In an effort to reallocate resources to its growing oncology focus in the face of shrinking COVID-19 vaccine sales, German company BioNTech is slashing a large chunk of its manufacturing footprint, potentially lopping off 1,860 jobs in the process. 

The company plans to pull out of operations at its manufacturing sights in Singapore and in the German cities of Idar-Oberstein and Marburg, as well as at its CureVac subsidiary’s former headquarters in Tübingen, Germany, BioNTech said on Tuesday. 

BioNTech plans to exit from the three German sites by the end of 2027, while its Singapore operations should wind down in the first quarter of that year. The vaccine maker is “exploring divestment options” for each, such as a partial or total sale, it added. 

“BioNTech plans to align and consolidate its manufacturing network further where excess capacity is expected, due to evolving supply needs, mergers and acquisitions, BioNTech’s partners’ manufacturing capacities and completion of contracts,” the company noted in its first-quarter earnings press release

Each of the listed sites is expected to become “underutilized or idle” in the next 24 months, meaning that the closures won’t have an impact on supply or its contract obligations, according to BioNTech. The Singapore site closure was reported last month, with a spokesperson attributing the move to an effort to “align capacity with our clinical portfolio and long-term strategic direction.” 

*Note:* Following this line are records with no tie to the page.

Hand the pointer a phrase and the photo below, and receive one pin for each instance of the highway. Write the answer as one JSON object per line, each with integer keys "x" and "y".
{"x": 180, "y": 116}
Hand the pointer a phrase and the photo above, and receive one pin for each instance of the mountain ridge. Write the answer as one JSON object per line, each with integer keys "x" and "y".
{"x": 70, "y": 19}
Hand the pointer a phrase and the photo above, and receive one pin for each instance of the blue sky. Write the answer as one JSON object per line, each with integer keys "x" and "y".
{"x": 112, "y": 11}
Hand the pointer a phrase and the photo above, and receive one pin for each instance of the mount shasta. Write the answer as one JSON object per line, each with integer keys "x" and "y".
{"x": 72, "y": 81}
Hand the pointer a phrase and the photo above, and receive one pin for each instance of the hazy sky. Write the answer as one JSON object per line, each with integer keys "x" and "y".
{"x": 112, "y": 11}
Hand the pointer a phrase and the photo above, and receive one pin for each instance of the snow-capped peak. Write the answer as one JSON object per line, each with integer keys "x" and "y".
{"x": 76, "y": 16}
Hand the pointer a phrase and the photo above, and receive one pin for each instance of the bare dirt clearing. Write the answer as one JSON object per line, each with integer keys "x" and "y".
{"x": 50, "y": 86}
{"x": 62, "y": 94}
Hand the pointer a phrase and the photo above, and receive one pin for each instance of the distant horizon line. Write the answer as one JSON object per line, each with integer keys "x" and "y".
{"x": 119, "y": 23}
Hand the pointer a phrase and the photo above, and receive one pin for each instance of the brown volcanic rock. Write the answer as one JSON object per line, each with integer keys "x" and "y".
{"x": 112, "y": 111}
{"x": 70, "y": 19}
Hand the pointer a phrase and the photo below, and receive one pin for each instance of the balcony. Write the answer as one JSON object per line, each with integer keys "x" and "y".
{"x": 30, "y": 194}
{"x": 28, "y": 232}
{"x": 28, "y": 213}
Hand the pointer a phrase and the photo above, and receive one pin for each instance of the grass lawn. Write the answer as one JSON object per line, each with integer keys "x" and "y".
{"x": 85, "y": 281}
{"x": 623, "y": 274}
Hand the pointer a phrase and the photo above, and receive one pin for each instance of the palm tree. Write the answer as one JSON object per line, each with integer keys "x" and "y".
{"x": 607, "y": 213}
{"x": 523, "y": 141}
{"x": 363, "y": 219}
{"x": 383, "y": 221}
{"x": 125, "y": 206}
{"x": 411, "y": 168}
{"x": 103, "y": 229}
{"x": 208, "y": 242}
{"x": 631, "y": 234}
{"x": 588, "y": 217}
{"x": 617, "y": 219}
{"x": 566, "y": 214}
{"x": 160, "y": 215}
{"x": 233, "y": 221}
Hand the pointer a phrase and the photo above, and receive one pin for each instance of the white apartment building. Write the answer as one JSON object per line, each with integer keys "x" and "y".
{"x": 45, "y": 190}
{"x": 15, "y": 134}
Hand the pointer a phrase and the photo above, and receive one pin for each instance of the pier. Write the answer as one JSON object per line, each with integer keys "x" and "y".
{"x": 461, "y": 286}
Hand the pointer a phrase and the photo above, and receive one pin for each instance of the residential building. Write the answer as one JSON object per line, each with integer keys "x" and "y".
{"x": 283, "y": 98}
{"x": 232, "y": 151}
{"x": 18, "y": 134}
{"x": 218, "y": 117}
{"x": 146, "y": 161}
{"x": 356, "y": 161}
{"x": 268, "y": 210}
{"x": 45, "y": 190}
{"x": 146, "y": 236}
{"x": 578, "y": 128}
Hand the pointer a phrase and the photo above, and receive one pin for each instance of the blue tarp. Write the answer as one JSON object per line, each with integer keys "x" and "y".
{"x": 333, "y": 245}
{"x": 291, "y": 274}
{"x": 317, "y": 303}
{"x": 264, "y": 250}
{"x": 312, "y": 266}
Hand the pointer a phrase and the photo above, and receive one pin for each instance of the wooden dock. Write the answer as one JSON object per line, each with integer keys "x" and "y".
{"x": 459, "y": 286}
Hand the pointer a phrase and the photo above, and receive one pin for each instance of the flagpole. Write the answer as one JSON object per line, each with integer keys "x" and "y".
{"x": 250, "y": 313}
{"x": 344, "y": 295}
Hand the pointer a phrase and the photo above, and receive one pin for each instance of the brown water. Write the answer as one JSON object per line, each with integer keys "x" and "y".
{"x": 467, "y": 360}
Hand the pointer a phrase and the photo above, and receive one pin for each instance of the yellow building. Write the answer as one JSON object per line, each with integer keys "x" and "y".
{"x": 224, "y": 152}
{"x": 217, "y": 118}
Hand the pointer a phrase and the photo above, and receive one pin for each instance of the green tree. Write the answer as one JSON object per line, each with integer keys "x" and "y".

The move speaks to a shift away from COVID-19 vaccine manufacturing, which has carried BioNTech's revenues so far, toward its plans for an oncology-focused future. By 2029, the changes to its manufacturing footprint are expected to help drive recurring annual savings to about 500 million euros ($585 million), which the company will devote to further advancing its oncology pipeline toward commercialization. 

In the first quarter, BioNTech recorded losses of 531.9 million euros ($622 million), while total revenues came out to 118.1 million euros ($138.2 million). The dwindling revenue, compared to 2025’s first-quarter haul of 182.8 million euros, was linked to lower revenues of Pfizer-partnered COVID vaccine Comirnaty. 

With lower COVID-19 revenues expected to continue in the U.S. and Europe, BioNTech is eying 2026 revenues between 2 billion euros and 2.3 billion euros. Last year, the company reported revenue of 2.9 billion euros from COVID-19 vaccine sales, which were up 4%. 

Anticipated sales declines for the vaccine in Germany will make the biggest dent in the company’s 2026 revenue, as BioNTech recognizes direct Comirnaty sales in its home country as opposed to the 50-50 profit split with Pfizer in all other markets. 

All of this occurs as the company’s board continues its search for a CEO successor to co-founder Uğur Şahin, M.D., who plans to depart by the end of the year, along with his wife, fellow co-founder and chief medical officer Özlem Türeci, M.D. The duo is splitting from BioNTech 18 years after its 2008 inception to start a new company, which will use BioNTech’s mRNA tech to create “next-generation mRNA innovations” with a license gifted on an “arm’s length basis” in exchange for a minority stake in the new company, plus milestone and royalty payments. 

Without the co-founders, who witnessed BioNTech’s meteoric rise from a small company to a major vaccines player over the pandemic, the company will work to become a “multi-product company by 2030” under new leadership. 

The drugmaker has several late-stage oncology programs in development, with a plan to continue “scaling the business for late-stage development and commercial readiness in oncology” while “remaining cost-disciplined,” it said in its first-quarter release. 

BioNTech may also “continue to evaluate appropriate corporate development opportunities,” it added.